Dealers pointed out that the RBI chose to issue a ten-year paper, indicating that it is not comfortable with the high yield of 9.5 per cent seen last week. Moreover, the auction will be based on uniform prices and not multiple price-based, which is the case usually. In uniform price based auction, the banks will receive the paper at one price, leaving little scope for the market players to trade and jack up rates.
This was a big trigger for the market, resulting in 23-30 basis point rise in the prices of ten-year benchmark paper. Incidentally, brisk trading in the ten-year maturity and dull trades in the short term due to concerns on liquidity resulted in inverted yield curve. While the ten-year paper is trading at 9.05 per cent, the 364 day t-bill is at 9.15 per cent.
Forex: Dull trading
The annualised premium for six month and one-year forward dollars closed at 5.3 per cent and 4.41 per cent respectively.
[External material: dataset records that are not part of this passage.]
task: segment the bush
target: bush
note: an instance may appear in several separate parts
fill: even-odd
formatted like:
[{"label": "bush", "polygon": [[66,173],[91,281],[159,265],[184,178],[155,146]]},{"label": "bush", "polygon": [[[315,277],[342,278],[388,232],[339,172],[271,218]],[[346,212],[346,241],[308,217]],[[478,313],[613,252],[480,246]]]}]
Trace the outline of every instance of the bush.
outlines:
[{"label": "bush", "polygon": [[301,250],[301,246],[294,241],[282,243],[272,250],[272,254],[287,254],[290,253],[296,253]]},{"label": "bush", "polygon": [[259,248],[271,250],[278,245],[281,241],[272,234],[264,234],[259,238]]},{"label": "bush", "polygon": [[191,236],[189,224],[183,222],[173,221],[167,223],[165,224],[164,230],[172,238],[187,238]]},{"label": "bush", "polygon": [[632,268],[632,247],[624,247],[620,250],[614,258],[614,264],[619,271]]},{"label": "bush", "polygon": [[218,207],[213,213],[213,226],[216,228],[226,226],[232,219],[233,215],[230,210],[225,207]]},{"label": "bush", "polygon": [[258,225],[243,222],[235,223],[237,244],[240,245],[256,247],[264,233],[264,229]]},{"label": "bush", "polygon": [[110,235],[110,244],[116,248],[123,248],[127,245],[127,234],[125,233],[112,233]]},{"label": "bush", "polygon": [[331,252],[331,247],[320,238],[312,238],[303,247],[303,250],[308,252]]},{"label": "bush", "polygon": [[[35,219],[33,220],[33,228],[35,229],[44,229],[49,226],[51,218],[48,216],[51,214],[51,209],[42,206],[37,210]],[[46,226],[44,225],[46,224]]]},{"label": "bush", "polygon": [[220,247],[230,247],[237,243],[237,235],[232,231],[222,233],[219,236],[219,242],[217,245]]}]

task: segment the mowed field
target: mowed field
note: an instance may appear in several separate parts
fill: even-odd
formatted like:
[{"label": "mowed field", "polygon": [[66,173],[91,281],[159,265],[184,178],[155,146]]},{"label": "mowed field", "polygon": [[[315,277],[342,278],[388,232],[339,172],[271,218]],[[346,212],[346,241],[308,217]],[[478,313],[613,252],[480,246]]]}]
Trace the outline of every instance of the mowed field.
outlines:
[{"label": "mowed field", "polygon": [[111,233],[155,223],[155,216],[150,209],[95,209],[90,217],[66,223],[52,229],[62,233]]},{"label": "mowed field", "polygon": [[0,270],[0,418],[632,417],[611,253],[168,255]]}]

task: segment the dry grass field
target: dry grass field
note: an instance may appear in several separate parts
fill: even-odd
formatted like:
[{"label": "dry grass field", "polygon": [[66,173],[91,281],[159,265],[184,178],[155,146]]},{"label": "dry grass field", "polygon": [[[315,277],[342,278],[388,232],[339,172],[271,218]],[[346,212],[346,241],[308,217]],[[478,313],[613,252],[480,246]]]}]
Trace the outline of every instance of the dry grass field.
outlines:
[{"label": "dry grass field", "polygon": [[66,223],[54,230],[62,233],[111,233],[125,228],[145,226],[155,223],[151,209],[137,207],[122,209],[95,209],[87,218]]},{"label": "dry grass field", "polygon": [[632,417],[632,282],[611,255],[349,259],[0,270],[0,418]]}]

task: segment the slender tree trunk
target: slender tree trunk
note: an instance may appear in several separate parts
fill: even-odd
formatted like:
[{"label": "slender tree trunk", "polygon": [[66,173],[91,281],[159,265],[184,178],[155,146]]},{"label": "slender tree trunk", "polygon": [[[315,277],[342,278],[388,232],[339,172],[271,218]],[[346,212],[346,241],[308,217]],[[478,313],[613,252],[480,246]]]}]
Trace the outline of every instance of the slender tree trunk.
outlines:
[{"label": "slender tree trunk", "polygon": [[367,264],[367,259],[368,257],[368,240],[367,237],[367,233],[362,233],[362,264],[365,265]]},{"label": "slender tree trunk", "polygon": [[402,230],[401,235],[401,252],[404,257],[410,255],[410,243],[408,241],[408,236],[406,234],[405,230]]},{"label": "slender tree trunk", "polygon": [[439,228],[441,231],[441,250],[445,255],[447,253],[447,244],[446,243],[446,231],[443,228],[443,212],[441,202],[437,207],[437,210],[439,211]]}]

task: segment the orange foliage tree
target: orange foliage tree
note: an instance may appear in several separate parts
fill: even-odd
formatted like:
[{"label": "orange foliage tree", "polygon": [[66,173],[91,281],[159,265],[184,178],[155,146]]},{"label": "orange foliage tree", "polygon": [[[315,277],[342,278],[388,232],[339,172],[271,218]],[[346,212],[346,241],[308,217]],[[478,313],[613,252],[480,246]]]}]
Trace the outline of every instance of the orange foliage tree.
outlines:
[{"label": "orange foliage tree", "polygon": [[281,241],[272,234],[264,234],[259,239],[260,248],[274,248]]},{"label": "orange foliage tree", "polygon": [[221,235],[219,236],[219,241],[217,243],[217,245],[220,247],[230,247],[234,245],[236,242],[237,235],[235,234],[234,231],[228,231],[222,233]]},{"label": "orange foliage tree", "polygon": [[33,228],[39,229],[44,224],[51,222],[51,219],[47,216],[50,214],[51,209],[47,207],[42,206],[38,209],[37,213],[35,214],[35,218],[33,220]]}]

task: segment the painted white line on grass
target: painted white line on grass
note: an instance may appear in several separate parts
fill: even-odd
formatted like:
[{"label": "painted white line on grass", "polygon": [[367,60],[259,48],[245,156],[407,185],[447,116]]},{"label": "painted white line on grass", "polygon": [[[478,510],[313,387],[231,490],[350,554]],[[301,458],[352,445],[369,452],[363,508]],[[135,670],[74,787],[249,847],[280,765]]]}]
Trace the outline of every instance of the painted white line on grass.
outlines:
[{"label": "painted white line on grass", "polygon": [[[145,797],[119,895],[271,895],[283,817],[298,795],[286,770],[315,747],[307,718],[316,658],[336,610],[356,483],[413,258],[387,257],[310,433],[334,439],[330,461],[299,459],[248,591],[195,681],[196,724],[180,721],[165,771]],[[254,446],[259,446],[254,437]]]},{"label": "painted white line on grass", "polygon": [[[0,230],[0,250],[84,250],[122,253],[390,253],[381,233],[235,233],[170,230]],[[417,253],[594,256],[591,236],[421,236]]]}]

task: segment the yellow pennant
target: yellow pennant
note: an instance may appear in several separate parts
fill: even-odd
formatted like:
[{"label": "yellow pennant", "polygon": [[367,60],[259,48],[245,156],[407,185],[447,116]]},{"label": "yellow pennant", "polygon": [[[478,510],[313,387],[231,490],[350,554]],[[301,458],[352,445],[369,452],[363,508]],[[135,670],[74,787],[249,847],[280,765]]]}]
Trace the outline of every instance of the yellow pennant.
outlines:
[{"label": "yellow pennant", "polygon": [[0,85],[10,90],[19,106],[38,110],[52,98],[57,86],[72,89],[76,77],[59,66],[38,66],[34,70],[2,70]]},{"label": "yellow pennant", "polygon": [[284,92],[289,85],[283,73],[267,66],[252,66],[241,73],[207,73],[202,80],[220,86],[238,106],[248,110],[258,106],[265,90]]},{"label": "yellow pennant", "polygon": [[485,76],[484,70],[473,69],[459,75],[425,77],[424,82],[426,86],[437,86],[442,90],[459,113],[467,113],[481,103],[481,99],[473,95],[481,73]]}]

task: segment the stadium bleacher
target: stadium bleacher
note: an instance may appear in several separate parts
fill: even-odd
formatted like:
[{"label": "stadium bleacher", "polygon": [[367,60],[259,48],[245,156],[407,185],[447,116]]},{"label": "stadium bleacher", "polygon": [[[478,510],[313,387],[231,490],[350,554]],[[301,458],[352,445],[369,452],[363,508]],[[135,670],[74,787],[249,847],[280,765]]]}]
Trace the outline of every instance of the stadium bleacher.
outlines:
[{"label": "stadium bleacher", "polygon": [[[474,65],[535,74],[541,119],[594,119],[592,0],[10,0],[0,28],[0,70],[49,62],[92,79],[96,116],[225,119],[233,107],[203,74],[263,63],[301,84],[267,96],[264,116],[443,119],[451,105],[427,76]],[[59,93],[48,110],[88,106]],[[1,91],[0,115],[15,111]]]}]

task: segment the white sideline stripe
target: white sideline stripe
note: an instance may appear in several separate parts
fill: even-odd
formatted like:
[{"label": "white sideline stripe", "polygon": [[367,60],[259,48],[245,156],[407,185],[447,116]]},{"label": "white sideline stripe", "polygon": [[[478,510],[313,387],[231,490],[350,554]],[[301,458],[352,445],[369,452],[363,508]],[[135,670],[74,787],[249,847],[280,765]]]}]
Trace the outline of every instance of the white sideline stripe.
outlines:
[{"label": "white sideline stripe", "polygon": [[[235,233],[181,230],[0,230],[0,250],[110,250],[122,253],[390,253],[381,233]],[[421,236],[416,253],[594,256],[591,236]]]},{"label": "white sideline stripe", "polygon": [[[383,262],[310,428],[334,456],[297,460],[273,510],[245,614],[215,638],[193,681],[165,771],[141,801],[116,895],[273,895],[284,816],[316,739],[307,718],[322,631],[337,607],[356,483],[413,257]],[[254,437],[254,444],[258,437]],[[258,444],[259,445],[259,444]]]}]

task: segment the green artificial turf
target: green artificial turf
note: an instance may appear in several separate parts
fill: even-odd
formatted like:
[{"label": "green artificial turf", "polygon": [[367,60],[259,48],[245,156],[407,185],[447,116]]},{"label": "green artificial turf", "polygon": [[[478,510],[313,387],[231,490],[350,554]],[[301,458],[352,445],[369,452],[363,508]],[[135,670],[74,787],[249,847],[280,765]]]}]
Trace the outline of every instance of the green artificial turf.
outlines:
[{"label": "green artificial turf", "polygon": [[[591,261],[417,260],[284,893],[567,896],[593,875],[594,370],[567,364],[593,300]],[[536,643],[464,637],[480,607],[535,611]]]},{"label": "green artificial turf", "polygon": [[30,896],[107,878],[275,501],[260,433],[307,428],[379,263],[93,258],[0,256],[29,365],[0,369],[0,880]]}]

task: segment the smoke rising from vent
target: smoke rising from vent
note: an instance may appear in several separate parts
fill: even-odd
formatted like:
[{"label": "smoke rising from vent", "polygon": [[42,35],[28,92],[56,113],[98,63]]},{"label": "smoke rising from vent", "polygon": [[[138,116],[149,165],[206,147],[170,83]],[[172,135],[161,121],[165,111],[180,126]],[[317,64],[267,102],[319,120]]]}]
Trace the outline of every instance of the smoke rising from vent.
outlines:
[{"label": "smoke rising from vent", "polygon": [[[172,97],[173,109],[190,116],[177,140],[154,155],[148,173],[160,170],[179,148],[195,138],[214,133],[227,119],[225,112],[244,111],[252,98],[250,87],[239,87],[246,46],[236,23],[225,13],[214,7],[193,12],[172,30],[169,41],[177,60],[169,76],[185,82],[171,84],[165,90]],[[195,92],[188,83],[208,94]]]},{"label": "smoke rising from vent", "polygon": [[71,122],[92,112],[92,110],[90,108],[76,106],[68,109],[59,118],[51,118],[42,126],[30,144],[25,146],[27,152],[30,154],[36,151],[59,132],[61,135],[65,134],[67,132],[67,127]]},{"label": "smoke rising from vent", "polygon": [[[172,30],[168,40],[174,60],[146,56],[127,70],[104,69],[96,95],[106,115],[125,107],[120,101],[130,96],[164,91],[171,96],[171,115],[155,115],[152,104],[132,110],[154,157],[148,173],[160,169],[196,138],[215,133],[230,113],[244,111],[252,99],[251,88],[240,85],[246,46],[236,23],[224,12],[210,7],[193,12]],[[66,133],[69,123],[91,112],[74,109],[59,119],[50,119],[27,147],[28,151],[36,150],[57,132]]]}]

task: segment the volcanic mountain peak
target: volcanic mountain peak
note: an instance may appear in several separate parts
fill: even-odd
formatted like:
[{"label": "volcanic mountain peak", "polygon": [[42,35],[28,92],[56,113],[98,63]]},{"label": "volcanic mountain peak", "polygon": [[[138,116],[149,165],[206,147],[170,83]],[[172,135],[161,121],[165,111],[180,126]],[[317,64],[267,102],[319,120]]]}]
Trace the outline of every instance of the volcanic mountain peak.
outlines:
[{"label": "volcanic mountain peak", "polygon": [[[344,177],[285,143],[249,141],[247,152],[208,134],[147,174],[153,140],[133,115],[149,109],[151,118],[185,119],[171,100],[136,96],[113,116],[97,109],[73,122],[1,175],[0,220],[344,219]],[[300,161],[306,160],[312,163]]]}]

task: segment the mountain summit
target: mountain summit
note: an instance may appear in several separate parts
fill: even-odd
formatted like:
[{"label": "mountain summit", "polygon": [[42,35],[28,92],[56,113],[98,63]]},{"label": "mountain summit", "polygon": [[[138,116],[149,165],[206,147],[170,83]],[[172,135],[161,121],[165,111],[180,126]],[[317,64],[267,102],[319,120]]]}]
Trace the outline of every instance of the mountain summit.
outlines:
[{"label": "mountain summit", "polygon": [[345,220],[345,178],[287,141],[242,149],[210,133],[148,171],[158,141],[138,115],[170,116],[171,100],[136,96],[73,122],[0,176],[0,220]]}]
Liquidity: Tight situation
Liquidity remained tight, with the Reserve Bank of India infusing around Rs 52,000 crore into the market under the repo route. The outlook is bearish for the shorter end of the market and not on the long term, primarily due to the uncertain political situation.
In the overnight interest rate swap market, the yields for the one year sap went up from 9.52 per cent to 9.65 per cent. On the other hand, the rates have fallen for remaining maturities such as two year and three years.